Desperate to help Chris regain his memories, Jenny locates Margaret in the town of Wealdstone, in the hope that she can make Chris understand that fifteen years have passed. Jenny is initially repelled by Margaret's dilapidated living conditions and her drab home where she cares for her husband. Margaret agrees to visit Chris, who greets her arrival with excitement. Margaret finally convinces him that fifteen years have passed, but his memory is still lost and he still pines for Margaret.

Believing that Margaret's visits are helping--if only because they make Chris happy--Jenny continues to invite Margaret for visits, and over time the two develop a shared admiration for one another. Kitty, on the other hand, is made utterly miserable by everything that's happened since Chris' return. Unwilling to accept that Margaret's friendship with Chris is a good thing, Kitty invites a psychoanalyst named Dr. Gilbert Anderson to the house in the hopes that he can cure Chris. After interviewing Chris and the three women, Dr. Anderson determines his course of treatment: Margaret must confront Chris about the death of his and Kitty's two-year-old son, Oliver. According to Dr. Anderson's logic, Chris would never be able to deny the existence and memory of his lost son.

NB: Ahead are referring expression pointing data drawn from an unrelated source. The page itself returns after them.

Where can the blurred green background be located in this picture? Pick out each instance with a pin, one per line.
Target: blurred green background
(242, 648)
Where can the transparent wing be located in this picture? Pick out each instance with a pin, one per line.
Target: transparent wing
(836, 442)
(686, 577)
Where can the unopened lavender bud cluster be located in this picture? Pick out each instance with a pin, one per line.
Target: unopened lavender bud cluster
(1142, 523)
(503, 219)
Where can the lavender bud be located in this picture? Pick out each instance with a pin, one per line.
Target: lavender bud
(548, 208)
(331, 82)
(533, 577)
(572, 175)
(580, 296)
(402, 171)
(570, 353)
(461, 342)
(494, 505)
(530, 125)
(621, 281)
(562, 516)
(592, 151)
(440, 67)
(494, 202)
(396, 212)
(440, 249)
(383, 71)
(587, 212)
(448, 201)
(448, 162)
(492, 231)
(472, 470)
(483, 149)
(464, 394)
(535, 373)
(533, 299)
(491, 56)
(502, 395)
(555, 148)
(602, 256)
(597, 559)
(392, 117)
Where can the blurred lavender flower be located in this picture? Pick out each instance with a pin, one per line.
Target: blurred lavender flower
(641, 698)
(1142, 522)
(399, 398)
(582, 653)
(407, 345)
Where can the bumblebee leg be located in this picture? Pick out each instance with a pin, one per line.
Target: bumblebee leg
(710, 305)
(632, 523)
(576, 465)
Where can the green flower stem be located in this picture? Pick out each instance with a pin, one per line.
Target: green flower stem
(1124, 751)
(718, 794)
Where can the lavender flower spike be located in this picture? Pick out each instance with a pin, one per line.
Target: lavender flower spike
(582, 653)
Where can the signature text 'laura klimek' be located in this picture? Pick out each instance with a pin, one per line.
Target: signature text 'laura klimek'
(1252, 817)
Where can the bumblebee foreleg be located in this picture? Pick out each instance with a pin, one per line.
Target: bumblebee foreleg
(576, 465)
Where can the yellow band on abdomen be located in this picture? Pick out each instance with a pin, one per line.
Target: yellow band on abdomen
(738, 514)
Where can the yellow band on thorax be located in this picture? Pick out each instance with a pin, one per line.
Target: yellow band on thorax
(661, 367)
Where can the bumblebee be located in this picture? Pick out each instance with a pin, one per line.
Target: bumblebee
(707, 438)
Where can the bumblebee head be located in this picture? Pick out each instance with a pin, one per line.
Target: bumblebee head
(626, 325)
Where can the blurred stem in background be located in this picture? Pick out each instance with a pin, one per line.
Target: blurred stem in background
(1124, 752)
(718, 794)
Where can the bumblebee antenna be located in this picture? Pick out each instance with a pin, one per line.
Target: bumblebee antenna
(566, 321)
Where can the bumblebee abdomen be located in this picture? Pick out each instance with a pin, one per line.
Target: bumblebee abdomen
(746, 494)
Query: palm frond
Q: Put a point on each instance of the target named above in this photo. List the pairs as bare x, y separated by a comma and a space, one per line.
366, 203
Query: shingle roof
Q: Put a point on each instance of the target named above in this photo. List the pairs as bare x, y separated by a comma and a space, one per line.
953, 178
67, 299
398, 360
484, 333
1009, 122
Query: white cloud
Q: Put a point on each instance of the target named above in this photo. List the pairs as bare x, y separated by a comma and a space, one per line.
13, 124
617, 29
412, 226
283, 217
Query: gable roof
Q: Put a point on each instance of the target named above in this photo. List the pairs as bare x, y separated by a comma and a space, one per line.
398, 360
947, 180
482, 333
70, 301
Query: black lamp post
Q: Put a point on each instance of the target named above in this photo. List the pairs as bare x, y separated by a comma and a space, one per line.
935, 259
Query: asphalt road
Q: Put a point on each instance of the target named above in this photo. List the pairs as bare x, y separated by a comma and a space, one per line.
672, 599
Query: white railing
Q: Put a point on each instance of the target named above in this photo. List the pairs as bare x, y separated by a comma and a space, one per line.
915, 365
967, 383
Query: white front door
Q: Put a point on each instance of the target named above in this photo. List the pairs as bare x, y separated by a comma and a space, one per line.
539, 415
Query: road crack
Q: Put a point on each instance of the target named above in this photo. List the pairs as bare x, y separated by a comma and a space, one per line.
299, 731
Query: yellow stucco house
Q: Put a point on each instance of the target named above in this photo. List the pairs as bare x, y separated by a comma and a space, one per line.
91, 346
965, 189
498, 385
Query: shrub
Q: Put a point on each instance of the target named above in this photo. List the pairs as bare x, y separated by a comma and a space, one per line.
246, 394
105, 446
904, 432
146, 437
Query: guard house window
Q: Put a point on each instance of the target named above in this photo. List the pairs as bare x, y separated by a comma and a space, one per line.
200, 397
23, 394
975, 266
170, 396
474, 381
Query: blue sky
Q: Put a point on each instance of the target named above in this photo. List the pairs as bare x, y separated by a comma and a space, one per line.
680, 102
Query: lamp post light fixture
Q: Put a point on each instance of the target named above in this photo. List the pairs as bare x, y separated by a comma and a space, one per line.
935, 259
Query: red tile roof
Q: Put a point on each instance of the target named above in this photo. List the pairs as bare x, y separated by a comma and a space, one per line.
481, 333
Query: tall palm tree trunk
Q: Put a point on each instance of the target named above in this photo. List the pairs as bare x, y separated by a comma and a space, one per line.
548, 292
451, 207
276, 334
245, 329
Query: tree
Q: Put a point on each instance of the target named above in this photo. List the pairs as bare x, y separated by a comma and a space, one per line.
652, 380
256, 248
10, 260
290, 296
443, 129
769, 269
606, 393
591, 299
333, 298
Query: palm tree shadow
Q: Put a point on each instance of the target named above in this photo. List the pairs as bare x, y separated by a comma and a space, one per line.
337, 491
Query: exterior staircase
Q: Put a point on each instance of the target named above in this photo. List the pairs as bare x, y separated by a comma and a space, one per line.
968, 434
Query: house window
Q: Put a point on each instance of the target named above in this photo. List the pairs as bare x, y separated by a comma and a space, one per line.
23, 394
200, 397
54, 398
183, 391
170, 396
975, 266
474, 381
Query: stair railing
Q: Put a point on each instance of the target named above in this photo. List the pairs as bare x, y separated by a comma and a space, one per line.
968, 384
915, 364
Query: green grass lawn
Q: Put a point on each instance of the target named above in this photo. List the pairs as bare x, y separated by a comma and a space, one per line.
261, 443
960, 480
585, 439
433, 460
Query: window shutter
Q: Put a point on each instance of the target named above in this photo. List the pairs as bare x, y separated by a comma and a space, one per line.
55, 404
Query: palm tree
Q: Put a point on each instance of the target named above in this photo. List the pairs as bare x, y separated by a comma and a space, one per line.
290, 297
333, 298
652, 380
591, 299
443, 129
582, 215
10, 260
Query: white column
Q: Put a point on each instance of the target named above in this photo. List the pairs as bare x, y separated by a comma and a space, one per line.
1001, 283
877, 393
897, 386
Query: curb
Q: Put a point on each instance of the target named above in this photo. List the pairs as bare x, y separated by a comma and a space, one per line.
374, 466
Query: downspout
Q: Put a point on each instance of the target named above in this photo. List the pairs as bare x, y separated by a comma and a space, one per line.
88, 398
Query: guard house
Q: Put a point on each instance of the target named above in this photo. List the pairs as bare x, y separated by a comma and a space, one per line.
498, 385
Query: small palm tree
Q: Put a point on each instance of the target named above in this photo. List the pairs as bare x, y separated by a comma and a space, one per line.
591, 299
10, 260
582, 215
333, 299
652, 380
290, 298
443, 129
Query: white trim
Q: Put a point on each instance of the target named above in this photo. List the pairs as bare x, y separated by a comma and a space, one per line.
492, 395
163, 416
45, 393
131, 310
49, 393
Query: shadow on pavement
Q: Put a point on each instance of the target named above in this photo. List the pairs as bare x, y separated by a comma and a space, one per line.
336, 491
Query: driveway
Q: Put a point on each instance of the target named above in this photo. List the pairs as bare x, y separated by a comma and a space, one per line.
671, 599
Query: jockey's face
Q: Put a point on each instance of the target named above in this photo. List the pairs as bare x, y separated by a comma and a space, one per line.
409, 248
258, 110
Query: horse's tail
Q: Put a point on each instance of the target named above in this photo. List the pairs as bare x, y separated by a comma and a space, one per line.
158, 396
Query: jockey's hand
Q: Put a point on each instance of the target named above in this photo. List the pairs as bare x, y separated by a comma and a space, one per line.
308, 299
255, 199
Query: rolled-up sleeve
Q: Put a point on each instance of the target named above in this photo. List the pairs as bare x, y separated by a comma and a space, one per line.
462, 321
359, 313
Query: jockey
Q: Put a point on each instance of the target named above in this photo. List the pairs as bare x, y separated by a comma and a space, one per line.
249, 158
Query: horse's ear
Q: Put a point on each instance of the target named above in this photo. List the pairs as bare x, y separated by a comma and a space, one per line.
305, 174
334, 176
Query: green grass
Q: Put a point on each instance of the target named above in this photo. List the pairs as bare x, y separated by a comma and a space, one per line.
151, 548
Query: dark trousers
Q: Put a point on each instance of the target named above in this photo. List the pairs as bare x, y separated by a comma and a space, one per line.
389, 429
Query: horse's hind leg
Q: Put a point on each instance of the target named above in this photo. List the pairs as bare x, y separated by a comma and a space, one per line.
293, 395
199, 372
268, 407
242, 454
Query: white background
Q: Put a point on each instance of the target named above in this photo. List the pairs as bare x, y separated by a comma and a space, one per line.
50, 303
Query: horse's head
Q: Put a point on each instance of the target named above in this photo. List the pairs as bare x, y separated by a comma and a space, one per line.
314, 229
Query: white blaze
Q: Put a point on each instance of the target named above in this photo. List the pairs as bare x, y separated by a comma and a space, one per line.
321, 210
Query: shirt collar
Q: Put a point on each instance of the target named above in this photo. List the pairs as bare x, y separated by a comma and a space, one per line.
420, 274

Jenny believes this might work, but that's the problem: she almost envies Chris' ability to live in a happier moment from the past, before becoming separated from Margaret, before losing Oliver, and before experiencing the horrors of war. In the end, however, she decides that Chris will never have a dignified life unless he can confront the truth.

Jenny and Kitty wait outside while Margaret confronts Chris about Oliver. They can't hear anything, but Jenny can tell just by looking at Chris through an open window that the mannerisms and gait of the Chris they know has returned. Kitty exclaims in happiness, "He's cured!" But Jenny just stands in silence, unable to express the tragic reality of what's just happened.

The Return of the Soldier is a novel of staggering loss and one of the earliest attempts by a novelist to reckon with the enormous, long-lasting psychological effects on the soldiers who survived the Great War.